Hacker Newsnew | past | comments | ask | show | jobs | submitlogin

Fun fact, some weird syscalls don't even appear under /sys/kernel/debug/tracing because they lack ftrace metadata. It was pretty fun (read: a nightmare) to deal with some of those in my tool. You can grep -R -F "NOT found in ftrace metadata" in the logs in my db (https://github.com/mebeim/linux-syscalls/tree/master/db) to see which ones.

The most interesting one, which doesn't even appear in my logs because I had to hardcode it since its esoteric definition, is fast_endian_switch for PPC64 (https://elixir.bootlin.com/linux/v6.10/source/arch/powerpc/k...).




Good to know, I suspected that this might be the case, but never got to confirm this. I guess one could set up a test comparing the syscalls listed in syscall_64.tbl (or syscall table read from kernel memory) with the syscalls listed under /sys/kernel/debug/tracing/events/syscalls


Nope, not even that, because believe it or not, sometimes not even the .tbl files have all of them :'). In fact, the only arch where IMHO syscalls make sense and are organized in a sane way is arm64 that doesn't even have a .tbl file. And not even the table in kernel memory is enough sometimes! Some are special handlers in syscall entry code (like the one I mentioned above). It's just a mess, hence why I sort of gave up at some point and for some "esoteric" syscall I just hardcode them.


> It's just a mess, hence why I sort of gave up at some point and for some "esoteric" syscall I just hardcode them.

Presuming you don't want to keep doing this forever, but would rather do insane amounts of up-front work if it would enable you to never have to touch this again:

1. Have you considered writing some code that takes a configured + built kernel source tree; finds the intermediate build artifacts pertaining to the code unit that contains the syscall handler; and parses those? And then taking the resulting IR data-structure / AST / whatever, and doing some symbolic interpretation of it — to enable you to essentially do an xpath-like expression match on "does something specific with a concrete syscall number that isn't already in the known set for the arch"? AFAICT you could generate your own syscall table from that, and it would be exhaustive.

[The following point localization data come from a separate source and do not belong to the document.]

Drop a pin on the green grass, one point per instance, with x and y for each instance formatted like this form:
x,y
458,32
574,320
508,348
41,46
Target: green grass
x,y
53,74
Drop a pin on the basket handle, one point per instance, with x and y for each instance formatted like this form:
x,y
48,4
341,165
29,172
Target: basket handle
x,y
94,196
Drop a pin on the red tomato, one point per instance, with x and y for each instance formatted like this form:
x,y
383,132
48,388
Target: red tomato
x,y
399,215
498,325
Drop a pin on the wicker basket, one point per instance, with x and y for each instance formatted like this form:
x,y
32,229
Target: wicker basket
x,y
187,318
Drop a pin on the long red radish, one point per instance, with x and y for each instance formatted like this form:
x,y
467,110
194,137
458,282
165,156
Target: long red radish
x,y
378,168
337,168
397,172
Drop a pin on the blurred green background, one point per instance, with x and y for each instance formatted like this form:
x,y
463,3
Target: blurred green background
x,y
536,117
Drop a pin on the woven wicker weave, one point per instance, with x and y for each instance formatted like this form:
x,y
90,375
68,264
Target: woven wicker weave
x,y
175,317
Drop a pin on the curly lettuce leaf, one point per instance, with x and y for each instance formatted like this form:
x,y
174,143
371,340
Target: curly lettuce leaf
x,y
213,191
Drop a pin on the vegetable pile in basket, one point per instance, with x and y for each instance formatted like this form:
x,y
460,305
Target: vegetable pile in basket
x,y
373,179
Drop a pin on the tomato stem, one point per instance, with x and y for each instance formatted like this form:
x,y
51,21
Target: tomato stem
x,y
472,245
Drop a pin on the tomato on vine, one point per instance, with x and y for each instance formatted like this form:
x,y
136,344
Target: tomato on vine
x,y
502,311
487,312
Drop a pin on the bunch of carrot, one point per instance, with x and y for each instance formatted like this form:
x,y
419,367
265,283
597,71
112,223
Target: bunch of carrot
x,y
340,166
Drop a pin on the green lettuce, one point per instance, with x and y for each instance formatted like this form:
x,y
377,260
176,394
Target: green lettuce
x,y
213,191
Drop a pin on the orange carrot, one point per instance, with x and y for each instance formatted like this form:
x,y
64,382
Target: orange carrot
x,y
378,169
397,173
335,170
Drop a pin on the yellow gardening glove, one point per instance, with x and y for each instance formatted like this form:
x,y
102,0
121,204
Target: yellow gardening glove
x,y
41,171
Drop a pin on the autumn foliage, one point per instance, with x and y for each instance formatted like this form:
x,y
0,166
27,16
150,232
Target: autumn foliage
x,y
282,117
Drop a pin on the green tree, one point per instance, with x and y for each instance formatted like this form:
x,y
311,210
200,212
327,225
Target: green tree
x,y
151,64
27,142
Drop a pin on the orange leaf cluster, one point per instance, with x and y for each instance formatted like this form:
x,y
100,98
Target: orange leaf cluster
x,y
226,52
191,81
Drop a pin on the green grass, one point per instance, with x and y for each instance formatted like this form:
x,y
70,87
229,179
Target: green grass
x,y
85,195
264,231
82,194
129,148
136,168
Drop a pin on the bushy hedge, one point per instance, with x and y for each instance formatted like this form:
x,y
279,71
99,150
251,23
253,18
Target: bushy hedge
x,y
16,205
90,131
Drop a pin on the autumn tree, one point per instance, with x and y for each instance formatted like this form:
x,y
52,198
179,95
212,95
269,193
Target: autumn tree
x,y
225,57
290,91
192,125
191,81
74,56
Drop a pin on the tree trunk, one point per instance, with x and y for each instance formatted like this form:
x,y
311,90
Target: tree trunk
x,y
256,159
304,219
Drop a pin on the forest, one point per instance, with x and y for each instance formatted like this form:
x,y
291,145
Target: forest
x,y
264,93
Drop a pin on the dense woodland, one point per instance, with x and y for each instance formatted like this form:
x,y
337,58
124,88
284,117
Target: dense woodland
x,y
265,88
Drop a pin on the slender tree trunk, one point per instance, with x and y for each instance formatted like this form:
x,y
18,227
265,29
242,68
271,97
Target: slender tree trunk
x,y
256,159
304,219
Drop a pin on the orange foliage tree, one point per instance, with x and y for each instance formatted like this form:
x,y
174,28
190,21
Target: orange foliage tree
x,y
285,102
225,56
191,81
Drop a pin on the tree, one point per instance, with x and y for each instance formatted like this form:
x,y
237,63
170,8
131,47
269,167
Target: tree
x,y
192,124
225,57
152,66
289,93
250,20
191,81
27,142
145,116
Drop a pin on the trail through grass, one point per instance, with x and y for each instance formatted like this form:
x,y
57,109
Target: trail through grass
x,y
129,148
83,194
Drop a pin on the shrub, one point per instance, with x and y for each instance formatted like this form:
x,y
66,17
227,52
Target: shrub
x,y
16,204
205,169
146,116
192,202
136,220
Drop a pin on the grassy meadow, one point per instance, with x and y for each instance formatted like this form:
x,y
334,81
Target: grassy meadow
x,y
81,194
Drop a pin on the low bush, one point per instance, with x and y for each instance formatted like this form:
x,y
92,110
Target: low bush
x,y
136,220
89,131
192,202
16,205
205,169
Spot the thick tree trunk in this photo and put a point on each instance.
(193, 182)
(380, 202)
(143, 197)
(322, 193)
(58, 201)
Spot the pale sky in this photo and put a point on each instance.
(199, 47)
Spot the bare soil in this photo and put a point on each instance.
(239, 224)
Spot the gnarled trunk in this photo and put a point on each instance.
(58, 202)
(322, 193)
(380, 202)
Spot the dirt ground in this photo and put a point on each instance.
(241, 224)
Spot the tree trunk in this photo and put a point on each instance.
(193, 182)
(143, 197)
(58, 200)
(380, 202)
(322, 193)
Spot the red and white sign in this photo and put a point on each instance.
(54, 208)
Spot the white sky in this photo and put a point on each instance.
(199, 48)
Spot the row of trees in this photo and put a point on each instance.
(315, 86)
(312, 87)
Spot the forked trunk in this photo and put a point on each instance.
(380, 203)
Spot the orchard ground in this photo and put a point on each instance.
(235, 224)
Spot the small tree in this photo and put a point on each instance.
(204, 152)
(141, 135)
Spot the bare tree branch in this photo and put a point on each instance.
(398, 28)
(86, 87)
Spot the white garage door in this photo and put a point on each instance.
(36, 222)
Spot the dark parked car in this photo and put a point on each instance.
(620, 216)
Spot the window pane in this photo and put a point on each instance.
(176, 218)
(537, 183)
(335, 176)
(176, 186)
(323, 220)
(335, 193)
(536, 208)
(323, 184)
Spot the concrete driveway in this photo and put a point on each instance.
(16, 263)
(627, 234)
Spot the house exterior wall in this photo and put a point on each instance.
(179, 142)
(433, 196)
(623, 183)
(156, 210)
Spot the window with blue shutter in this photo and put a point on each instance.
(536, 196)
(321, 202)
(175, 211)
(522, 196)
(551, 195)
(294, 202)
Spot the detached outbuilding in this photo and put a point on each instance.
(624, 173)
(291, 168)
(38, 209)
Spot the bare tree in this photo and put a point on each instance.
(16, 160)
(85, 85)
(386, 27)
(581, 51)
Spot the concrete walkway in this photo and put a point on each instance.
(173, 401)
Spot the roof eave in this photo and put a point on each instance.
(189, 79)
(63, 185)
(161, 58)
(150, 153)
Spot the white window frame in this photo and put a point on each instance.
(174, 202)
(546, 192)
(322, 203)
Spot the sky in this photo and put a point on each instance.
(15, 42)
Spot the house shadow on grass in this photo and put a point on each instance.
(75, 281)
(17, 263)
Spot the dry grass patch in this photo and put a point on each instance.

2. Have you considered dropping a little bit of driver-program code into the kernel source tree, that just "does syscall handling according to the passed-in paralemeters" — i.e. where the artifact built from compiling this file, would be an EFI-app pseudo-unikernel that naively pretends all kernel services were already initialized (they weren't); would do one syscall operation, calling directly into the syscall handler; and then would immediately halt afterward — and then feeding the resulting "executable" to https://github.com/google/AFL ?


Yeah the few "esoteric" syscalls that I hardcode in my tool are historical ones. That's pretty much the only reason why I bothered hardcoding them. I don't assume any new syscall will ever be implemented like that nowadays. Such insane implementations would be rejected unless there is a very specific compelling reason.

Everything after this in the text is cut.